I kept the baby. Because in my eyes, it was not the childs fault that I made a mistake. But my entire pregnancy, I was hopeless. What would my son even think of me when he got older? He would surely blame me for his father not wanting to be around. Just as I had blamed my mother for my fathers absence, though it wasn't her fault. But once I had my beautiful, perfect boy laying on my chest, every single pain and fear I had vanished for a moment. My boy, my beautiful, beautiful boy saved my life. I was so excited to start my journey and provide my son with a better life then me. But when he was a week old, he stopped breathing. De ja vu; memories of my sisters lifeless body filled my head. The fear and the panic resurfaced. I yelled for my mother who came running into the room and I handed her my child. Her face went white. And she looked into my eyes with tears pouring out of our faces and she pushed me aside. She handed my son off to my grandmother and started using a 'booger sucker' to clear out his nose and throat as I ran outside to call 911. I was such a coward that I couldnt even stay in the room with them trying to revive my baby. Everything that was playing out was a blur. My mom on the floor begging God to take her instead of her daughter, and here I was following the same suit. I collapsed to the ground and begged God. I begged and pleaded and threw myself completely into Gods welcoming arms. Losing myself in my own sorrow until the ambulance showed up and my mother was behind me, picking me up and putting my son back into my arms. I looked down at my boy and my baby was staring up at me smiling. My mom had saved my boy! My boy was breathing. I lost myself again in a whole new round of tears as I cradled my son in my arms. And as I stepped into the ambulance, I glanced behind me one last time and saw my mother through the kitchen window, on the floor with her face in her hands and my grandmother behind her comforting her. My boy turned out to have a cold and the backed up snot had caused him to stop breathing.
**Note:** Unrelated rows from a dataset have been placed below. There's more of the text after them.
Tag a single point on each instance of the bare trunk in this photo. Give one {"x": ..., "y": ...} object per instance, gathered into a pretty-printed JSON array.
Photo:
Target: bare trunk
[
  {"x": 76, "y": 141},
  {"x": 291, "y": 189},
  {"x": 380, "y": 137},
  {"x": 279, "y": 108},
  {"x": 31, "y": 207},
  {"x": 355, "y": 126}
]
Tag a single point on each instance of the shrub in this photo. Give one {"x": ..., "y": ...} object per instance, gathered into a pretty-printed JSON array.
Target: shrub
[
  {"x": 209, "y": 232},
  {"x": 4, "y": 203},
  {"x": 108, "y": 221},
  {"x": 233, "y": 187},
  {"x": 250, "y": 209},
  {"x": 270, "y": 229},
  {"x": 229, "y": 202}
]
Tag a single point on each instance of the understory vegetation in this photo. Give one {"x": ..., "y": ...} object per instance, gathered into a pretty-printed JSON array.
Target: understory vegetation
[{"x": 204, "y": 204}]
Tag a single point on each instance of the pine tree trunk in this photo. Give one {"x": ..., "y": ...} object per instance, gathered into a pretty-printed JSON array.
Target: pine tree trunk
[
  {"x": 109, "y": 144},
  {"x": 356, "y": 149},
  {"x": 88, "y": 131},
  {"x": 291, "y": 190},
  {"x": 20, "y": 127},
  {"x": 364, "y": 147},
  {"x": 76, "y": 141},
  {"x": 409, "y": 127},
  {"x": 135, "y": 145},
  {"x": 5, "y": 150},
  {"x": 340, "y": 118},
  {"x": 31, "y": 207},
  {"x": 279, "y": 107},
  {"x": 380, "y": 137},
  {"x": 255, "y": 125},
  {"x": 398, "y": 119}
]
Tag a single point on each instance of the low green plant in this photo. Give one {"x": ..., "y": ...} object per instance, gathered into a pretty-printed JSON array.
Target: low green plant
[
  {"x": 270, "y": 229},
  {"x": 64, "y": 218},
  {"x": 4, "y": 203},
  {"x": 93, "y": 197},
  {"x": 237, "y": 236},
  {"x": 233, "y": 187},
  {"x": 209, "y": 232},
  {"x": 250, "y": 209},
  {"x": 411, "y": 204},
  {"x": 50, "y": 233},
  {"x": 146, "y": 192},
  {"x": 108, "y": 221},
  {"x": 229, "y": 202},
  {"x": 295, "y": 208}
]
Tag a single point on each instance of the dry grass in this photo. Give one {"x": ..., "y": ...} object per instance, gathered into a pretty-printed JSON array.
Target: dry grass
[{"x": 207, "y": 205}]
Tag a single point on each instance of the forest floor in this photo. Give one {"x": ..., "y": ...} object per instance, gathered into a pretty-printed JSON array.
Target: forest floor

The doctors sent me and my son back home with a nebulizer. I couldnt sleep at all for a solid 3 weeks unless someone was awake with my son. I was so afraid that he would stop breathing again and I would not realize.


A month and a half after my son stopped breathing on me, I met someone. I fell for him quickly though I thought it was impossible. And I have been with him now for 4 years. He took in my son as his own only 2 months after being apart of my life. He filled the shoes that my sons father couldnt. And he taught me that not every man is the same. We ended up having another child. A baby girl. My son is now 4 and my daughter is 2. Without my children and without my boyfriend, I dont believe I would have made it out alive. Everything had been going so perfect. I had moved out, had a stable job, the perfect children and the perfect man, all while going back to school. Until exactly a year ago today, I got a phone call that would make my life start to fall apart again. My mother was crying on the other end. I could hear my siblings crying as well. I could barely understand what she was saying until the very end, right before she hung up on me... Leukemia. My baby brother had Leukemia. This is why I am reaching out for help. I have had a rough life. I was very suicidal. But I was getting better. And now, my baby brother who is only 6 years old has cancer. And I dont know how to be strong. I dont know how to keep it together for myself, let alone for my mother who has already lost a child. I dont know how to step out of the shadows like I did before. My boyfriend had helped me overcome my childhood. he's tried helping with this but he can't. My mother is the strongest woman I have ever met. She has suffered so much already. She saved my boy. She was the only person I ever had (before my children and man). And I feel so cowardly sitting back in the depths of the shadows and grieving instead of comforting her. I feel hopeless again. And I dont know how to bring myself out.